Abstract Background/aims Derivatives of sulfamides have attracted interest in recent years as both acyclic and cyclic compounds exhibit a broad spectrum of physiological activities.1a–b 1,2,5-thiadiazolidin-3-one 1,1-dioxide derivatives exhibits antispasmodic activity,2 and are also proposed for the treatment of rheumatoid arthritis.3 Various 1,2,5-thiadiazolidine 1,1-dioxides analogues containing an indole substituent at position two are used for the treatment of migraines,4 and also inhibit human leucocyte elastase enzyme and cathepsin G.5 Thus we report the facile synthesis, characterization and biological evaluation of novel N -alkyl-2-(3,5-dimethyl-1,1-dioxido-2H-1,2,6-thiadiazin-4-yl)benzamides having novel substitution groups at the fourth position of the 1,2,6-thiadiazine ring. Methods The synthesis of novel potential antimicrobial agents of N -alkyl-2-(3,5-dimethyl-1,1-dioxido-2H-1,2,6- thiadiazin-4-yl)benzamides ( 2a–j ) were achieved by the reaction of 2-(3,5-dimethyl-1,1-dioxido-2H- 1,2,6-thiadiazin-4-yl)benzoic acid (1) with various aromatic and aliphatic amines using carbonyldiimidazole as a coupling agent. The products have been characterized by 1 H NMR, mass spectrometry and elemental analysis. Antimicrobial studies of the synthesized compounds show promising activity as potential antibacterial but not antifungal agents. Results All of the compounds demonstrated activity against the bacterial strains.

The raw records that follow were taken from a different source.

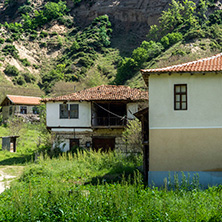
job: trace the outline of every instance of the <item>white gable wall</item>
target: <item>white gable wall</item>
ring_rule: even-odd
[[[174,84],[187,84],[188,110],[174,110]],[[150,171],[222,170],[222,75],[149,77]]]
[[[135,119],[133,113],[138,112],[138,103],[128,103],[127,104],[127,118]]]
[[[60,104],[62,104],[62,102],[46,103],[46,120],[48,127],[91,127],[90,102],[68,102],[68,104],[79,104],[78,119],[60,119]]]
[[[174,110],[174,84],[187,84],[188,110]],[[222,128],[220,74],[151,75],[150,129]]]

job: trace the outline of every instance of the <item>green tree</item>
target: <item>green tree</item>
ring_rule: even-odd
[[[138,64],[133,58],[123,58],[117,68],[116,84],[124,84],[138,69]]]

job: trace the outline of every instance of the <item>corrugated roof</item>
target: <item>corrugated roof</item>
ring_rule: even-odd
[[[20,105],[39,105],[40,97],[32,97],[32,96],[17,96],[17,95],[6,95],[6,97],[11,100],[14,104]]]
[[[199,59],[193,62],[187,62],[179,65],[168,66],[158,69],[142,69],[143,74],[168,73],[168,72],[216,72],[222,71],[222,53]]]
[[[69,95],[43,99],[47,101],[106,101],[106,100],[148,100],[148,92],[128,86],[102,85],[78,91]]]

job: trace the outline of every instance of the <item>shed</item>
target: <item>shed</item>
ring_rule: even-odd
[[[2,138],[2,150],[8,150],[10,152],[16,152],[16,139],[19,136],[5,136]]]

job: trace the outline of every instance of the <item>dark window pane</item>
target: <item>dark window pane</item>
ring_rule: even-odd
[[[34,107],[32,108],[32,113],[33,113],[33,114],[39,114],[39,109],[38,109],[38,107],[34,106]]]
[[[60,119],[68,119],[68,104],[60,104]]]
[[[187,110],[187,84],[174,85],[174,110]]]
[[[79,105],[78,104],[70,104],[70,119],[79,118]]]
[[[27,114],[27,107],[26,106],[21,106],[20,107],[20,113],[21,114]]]

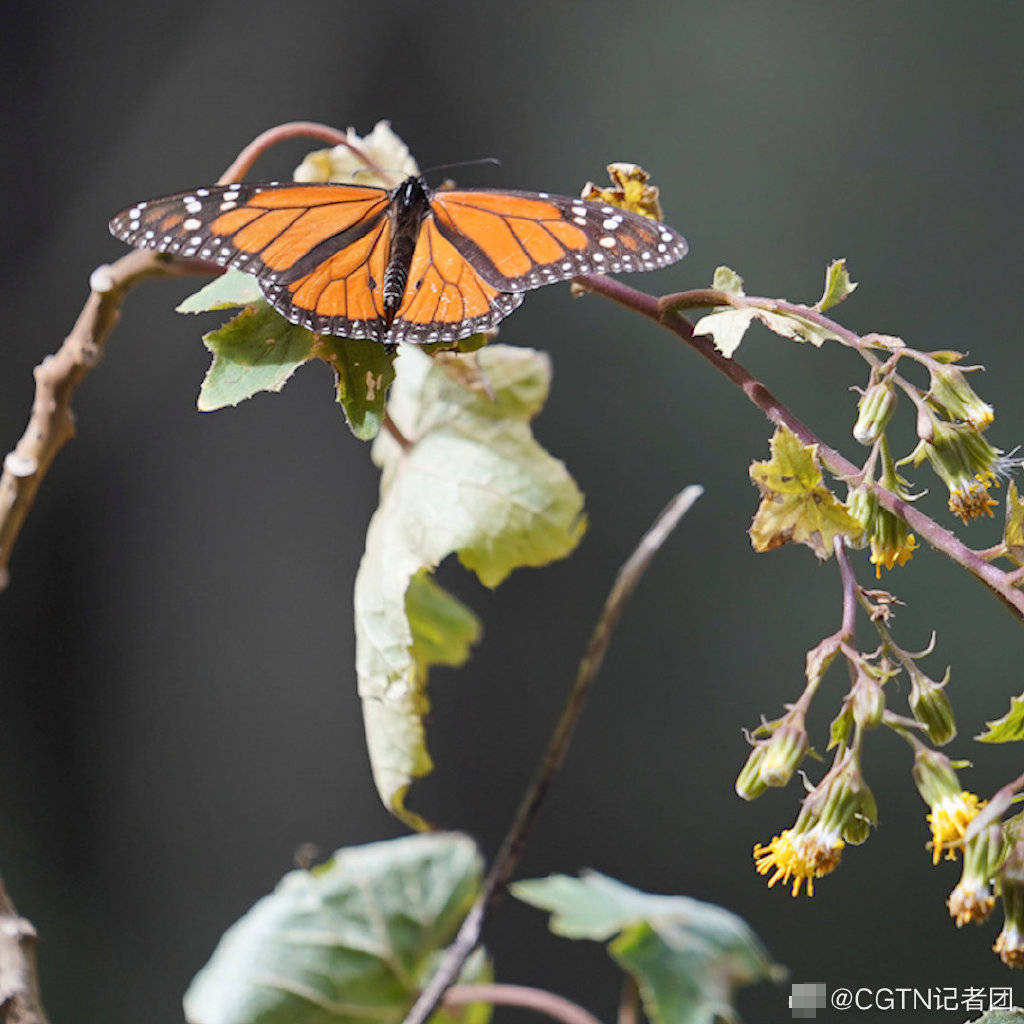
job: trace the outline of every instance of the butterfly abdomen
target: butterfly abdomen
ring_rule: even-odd
[[[430,199],[419,178],[407,178],[392,195],[391,249],[381,291],[384,321],[388,327],[406,296],[409,268],[420,238],[420,225],[430,209]]]

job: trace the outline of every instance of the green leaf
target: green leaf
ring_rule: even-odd
[[[447,359],[471,360],[472,373],[401,347],[388,410],[412,445],[403,451],[383,432],[374,442],[381,501],[355,579],[355,665],[374,780],[384,804],[414,827],[426,823],[406,796],[431,762],[428,665],[418,657],[430,645],[410,620],[412,581],[457,552],[496,587],[519,566],[564,558],[586,528],[583,496],[529,429],[547,398],[548,358],[488,345]],[[470,630],[464,622],[456,632],[465,640]]]
[[[604,941],[636,980],[652,1024],[735,1019],[739,985],[784,974],[735,914],[688,896],[655,896],[597,871],[515,882],[512,895],[552,913],[549,927],[570,939]]]
[[[1024,565],[1024,501],[1011,480],[1007,487],[1007,524],[1002,530],[1007,554],[1018,565]]]
[[[755,551],[771,551],[790,541],[806,544],[818,558],[833,553],[837,536],[856,538],[863,525],[821,482],[817,445],[807,446],[785,427],[771,439],[771,460],[751,466],[761,505],[751,523]]]
[[[983,743],[1012,743],[1024,739],[1024,693],[1010,698],[1010,711],[1002,718],[985,725],[988,731],[974,737]]]
[[[711,335],[715,347],[727,359],[731,359],[755,316],[756,309],[719,309],[701,316],[693,325],[693,333]]]
[[[256,279],[228,267],[219,278],[214,278],[198,292],[188,296],[178,306],[179,313],[205,313],[211,309],[229,309],[265,302]]]
[[[711,287],[719,292],[728,292],[730,295],[742,295],[743,279],[727,266],[718,266],[715,267],[715,278]]]
[[[224,933],[185,992],[185,1018],[400,1024],[475,899],[480,874],[472,840],[444,833],[349,847],[312,870],[290,871]],[[473,980],[489,974],[485,959],[472,965]],[[477,1007],[470,1020],[484,1024],[488,1016]]]
[[[465,665],[483,632],[473,611],[434,583],[426,569],[409,582],[406,614],[413,631],[413,658],[424,675],[431,665]]]
[[[237,406],[258,391],[280,391],[313,354],[313,336],[289,324],[266,303],[249,306],[223,327],[203,336],[213,362],[199,392],[207,413]]]
[[[379,341],[324,335],[316,354],[334,368],[338,402],[349,429],[359,440],[372,440],[394,381],[394,351]]]
[[[825,270],[825,289],[814,308],[823,311],[830,306],[838,306],[856,287],[847,272],[846,260],[834,259]]]

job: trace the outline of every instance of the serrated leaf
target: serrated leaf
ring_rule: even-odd
[[[1013,743],[1024,739],[1024,693],[1010,698],[1010,711],[991,722],[988,731],[974,738],[982,743]]]
[[[179,313],[205,313],[211,309],[230,309],[266,301],[256,279],[228,267],[219,278],[194,292],[177,307]]]
[[[384,804],[414,827],[406,807],[415,778],[431,770],[424,717],[427,666],[407,610],[414,577],[449,554],[496,587],[519,566],[569,554],[586,528],[583,496],[534,439],[529,420],[548,394],[548,358],[490,345],[471,356],[489,395],[402,346],[388,410],[413,443],[381,433],[381,502],[355,579],[356,674],[367,745]],[[422,645],[419,649],[423,649]]]
[[[633,976],[652,1024],[734,1019],[734,990],[782,971],[746,924],[688,896],[656,896],[597,871],[515,882],[512,895],[551,911],[549,927],[571,939],[604,941]]]
[[[413,631],[413,658],[424,674],[431,665],[464,665],[483,632],[472,609],[434,583],[426,569],[409,582],[406,614]]]
[[[719,309],[701,316],[693,325],[693,333],[710,335],[715,347],[731,359],[757,314],[756,309]]]
[[[199,392],[204,413],[237,406],[259,391],[280,391],[313,354],[313,336],[265,302],[243,309],[203,342],[213,353]]]
[[[755,551],[770,551],[790,541],[806,544],[820,559],[833,552],[837,536],[858,537],[863,526],[821,483],[817,445],[807,446],[785,427],[771,439],[771,460],[751,466],[761,504],[751,524]]]
[[[830,306],[838,306],[856,287],[847,272],[846,260],[834,259],[825,270],[825,288],[814,308],[825,310]]]
[[[400,1024],[475,899],[481,871],[472,840],[444,833],[349,847],[312,870],[290,871],[224,933],[185,992],[185,1018]],[[471,976],[489,973],[478,958]],[[487,1017],[487,1008],[474,1008],[473,1024]]]
[[[359,440],[372,440],[380,430],[394,381],[394,351],[369,338],[324,335],[316,355],[334,370],[338,403],[349,429]]]
[[[711,287],[719,292],[728,292],[730,295],[742,295],[743,279],[727,266],[717,266]]]
[[[809,341],[816,348],[820,348],[826,341],[842,341],[842,338],[830,328],[815,324],[788,309],[758,308],[756,315],[769,331],[773,331],[783,338],[792,338],[794,341]]]
[[[1007,486],[1007,524],[1002,530],[1007,555],[1018,565],[1024,565],[1024,501],[1011,480]]]

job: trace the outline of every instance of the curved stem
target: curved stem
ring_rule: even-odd
[[[580,662],[575,679],[572,681],[572,686],[565,699],[565,706],[562,708],[562,713],[551,738],[548,740],[547,750],[544,752],[544,757],[541,759],[529,785],[526,786],[526,792],[519,802],[519,807],[501,848],[495,855],[487,876],[483,880],[483,885],[480,887],[480,894],[463,920],[455,941],[449,946],[440,967],[434,972],[413,1009],[406,1016],[404,1024],[424,1024],[440,1002],[445,989],[459,976],[459,972],[469,954],[480,941],[480,932],[483,929],[487,907],[519,863],[537,812],[565,760],[587,695],[598,670],[601,668],[604,653],[608,649],[608,641],[622,616],[623,609],[653,560],[658,548],[669,539],[679,520],[689,511],[702,492],[702,487],[689,486],[676,495],[650,529],[641,538],[636,550],[618,570],[618,575],[615,577],[615,582],[605,599],[597,625],[594,627],[590,643]]]
[[[212,270],[221,272],[220,267]],[[75,436],[71,400],[75,389],[103,354],[106,336],[121,316],[121,303],[148,278],[209,274],[196,260],[135,250],[90,279],[92,292],[60,348],[35,369],[36,395],[22,439],[4,459],[0,476],[0,590],[8,582],[14,543],[57,453]]]
[[[287,124],[275,125],[265,132],[257,135],[239,155],[234,162],[218,178],[217,183],[226,185],[233,181],[241,181],[248,173],[256,161],[272,145],[284,142],[290,138],[317,138],[322,142],[329,142],[331,145],[344,145],[350,150],[371,171],[379,171],[380,168],[367,156],[357,145],[353,145],[348,140],[347,133],[332,128],[330,125],[322,125],[315,121],[289,121]]]
[[[648,295],[646,292],[630,288],[628,285],[622,284],[622,282],[599,275],[587,275],[579,278],[577,281],[588,291],[603,295],[605,298],[611,299],[613,302],[617,302],[628,309],[642,313],[644,316],[660,324],[662,327],[681,338],[690,348],[732,381],[746,395],[748,399],[757,406],[772,423],[785,426],[792,430],[804,444],[816,444],[818,458],[834,476],[840,479],[856,479],[859,476],[861,470],[857,466],[821,440],[820,437],[799,420],[741,364],[724,356],[715,347],[715,343],[711,338],[706,335],[694,334],[693,325],[678,312],[678,308],[680,308],[678,304],[679,296],[670,295],[658,299],[653,295]],[[689,294],[727,296],[727,293],[715,292],[713,289],[707,290],[703,293],[682,294],[684,296]],[[700,304],[707,305],[707,302],[701,302]],[[717,299],[716,304],[719,304]],[[721,304],[733,303],[722,302]],[[803,310],[805,307],[800,308]],[[804,315],[803,311],[801,315]],[[827,321],[827,317],[822,317],[820,313],[816,315]],[[831,328],[831,324],[833,322],[828,321],[829,329]],[[946,557],[980,580],[1015,617],[1024,622],[1024,592],[1017,590],[1013,586],[1009,573],[990,565],[984,558],[981,558],[975,551],[972,551],[971,548],[964,544],[954,534],[940,526],[934,519],[931,519],[924,512],[909,505],[891,490],[887,490],[885,487],[876,484],[874,493],[878,496],[880,505],[903,519],[918,537],[923,538],[937,551],[941,551]]]
[[[846,541],[842,537],[836,537],[833,541],[836,550],[836,561],[839,564],[840,578],[843,581],[843,626],[840,636],[845,643],[853,639],[854,630],[857,624],[857,578],[853,574],[853,566],[850,564],[850,555],[846,546]]]
[[[562,1021],[562,1024],[601,1024],[593,1014],[564,996],[526,985],[453,985],[441,1001],[445,1007],[465,1007],[472,1002],[524,1007]]]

In particular, this family of molecules was more active against the Gram-positive species Staphylococcus aureus and Bacillus subtilis than the Gram-negative Escherichia coli and Pseudomonas aeruginosa . The best results were achieved with molecules that had a cyclic aliphatic group i.e. 2c , 2e and 2g . Conclusion The results of novel N -alkyl-2-(3,5-dimethyl-1,1-dioxido-2H-1,2,6-thiadiazin-4-yl)benzamide derivatives preliminary bioassays indicate that a number of these molecules exhibit antibacterial activities against Gram-positive bacteria that are comparable to commercially available drugs. The modification of the heterocyclic ring of the parent compound offers a promising prospect and more active analogues are expected to be found.